Als sie entdeckte, dass ich mich für Literatur interessiere, hatten wir auf einmal einen Draht zueinander. Und ich erkannte dabei, dass sie, so fehl am Platz sie hinter dem Lehrerpult war, einen bewundernswerten künstlerischen Intellekt hatte, von dem ich zehren konnte.
Manchmal frage ich mich, ob sie wissen wollen würde, dass es trotz einiger Widrigkeiten ein Teil von mir geblieben ist, das Schreiben. Dass ich, wenn ich auch nicht immer einen freien Kopf dafür habe, einen Kopf voller Ideen und Geschichten, voller Gefühle und Gedanken habe.
Kurz bevor sie überraschend die Schule verließ, hatte ich mir dieses Buch, Mary Shelleys "Frankenstein", von ihr geliehen. Zurückgeben konnte ich es ihr nicht mehr. Aber es steht noch immer in meinem Regal, mehrfach gelesen seither, und wird immer ein wertvolles Erinnerungsstück für mich sein. Etwas, das mich an jemanden erinnert, in dem mehr steckte, als man auf den ersten Blick sah, und der mehr in mir gesehen hat, als ich es selbst konnte.
Es gibt einen Satz, der mich in allem, was mich emotional und kreativ und überhaupt bewegt und berührt, immer wieder begleitet. Ein Bühnenkünstler hat beim rührenden Ende eines Projektes mal zu mir gesagt "Es ist nie wieder wie beim ersten Mal". Und das stimmt für...eigentlich für alles.
Ob ich ein Buch zum ersten Mal lese, einen Menschen das erste Mal treffe, eine Show das erste Mal sehe; eine Projekt, ein Geschmack, ein Geruch, eine Herausforderung, Bilder , Worte, Gefühle, Schmerzen, Erfolge, Misserfolge . Egal, worum es geht; egal, ob man etwas mag oder nicht mag.

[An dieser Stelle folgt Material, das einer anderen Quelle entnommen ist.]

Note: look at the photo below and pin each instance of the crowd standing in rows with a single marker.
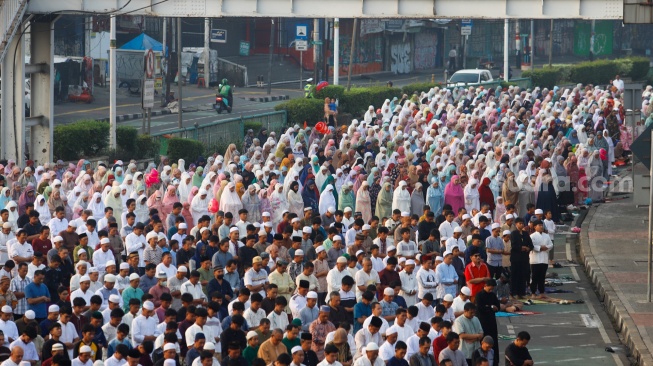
(392, 240)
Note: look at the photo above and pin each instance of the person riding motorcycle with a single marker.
(226, 92)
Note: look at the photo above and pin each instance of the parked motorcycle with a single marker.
(221, 104)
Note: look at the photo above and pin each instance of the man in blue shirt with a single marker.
(38, 295)
(362, 310)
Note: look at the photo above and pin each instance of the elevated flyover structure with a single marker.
(37, 17)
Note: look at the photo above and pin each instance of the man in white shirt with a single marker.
(387, 349)
(5, 236)
(413, 341)
(119, 356)
(365, 277)
(409, 284)
(406, 248)
(135, 242)
(201, 316)
(539, 257)
(193, 287)
(367, 335)
(84, 358)
(8, 326)
(335, 276)
(426, 281)
(446, 228)
(253, 314)
(446, 277)
(459, 302)
(20, 251)
(35, 265)
(166, 266)
(144, 326)
(456, 240)
(102, 256)
(58, 223)
(350, 235)
(618, 83)
(256, 277)
(425, 309)
(83, 291)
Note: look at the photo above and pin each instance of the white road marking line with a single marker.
(604, 334)
(589, 321)
(511, 329)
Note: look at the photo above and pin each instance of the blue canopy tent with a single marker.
(143, 42)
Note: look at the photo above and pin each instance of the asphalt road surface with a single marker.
(574, 334)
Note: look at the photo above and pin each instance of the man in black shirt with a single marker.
(235, 335)
(33, 227)
(487, 304)
(310, 357)
(186, 252)
(519, 261)
(24, 218)
(425, 227)
(516, 353)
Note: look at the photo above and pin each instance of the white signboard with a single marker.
(301, 45)
(148, 93)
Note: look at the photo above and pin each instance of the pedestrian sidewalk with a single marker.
(614, 252)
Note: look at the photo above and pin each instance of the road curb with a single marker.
(271, 98)
(614, 307)
(131, 116)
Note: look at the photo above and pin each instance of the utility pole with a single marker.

Ob man sich an manche Dinge gewöhnt oder sich an manche Dinge niemals gewöhnt. Das erste Mal ist immer etwas besonderes.
Ich habe im Showblog-Eintrag zu der allerersten Kleinkunstshow die ich je besucht habe einen Abschnitt gefunden, der das für mich besser beschreibt als alles andere. Das erste Mal Kleinkunst, das erste Mal Zauberei ohne große Leinwand, das erste Mal bei einem Zauberer auf der Bühne:
"Wenn man mich heute danach fragen würde oder gar an diesem Abend gefragt hätte, was mich am meisten begeistert hat, hätte ich mich in genau so einer wirren Beschreibung eines Momentes verloren, der für mich, besonders im Nachhinein gesehen, mehr bedeutet hat als kaum ein anderer Moment zuvor. Ich habe ähnliche Augenblicke seitdem erfreulich oft erlebt; solche, die mich gerührt und verzaubert und begeistert haben. Aber es kommt keiner an diesen [allerersten] heran, in dem sich der Künstler zu mir herunterbeugt und auf das Klappern im roten Kästchen in meiner Hand sagt "Das ist auch gut für mich!""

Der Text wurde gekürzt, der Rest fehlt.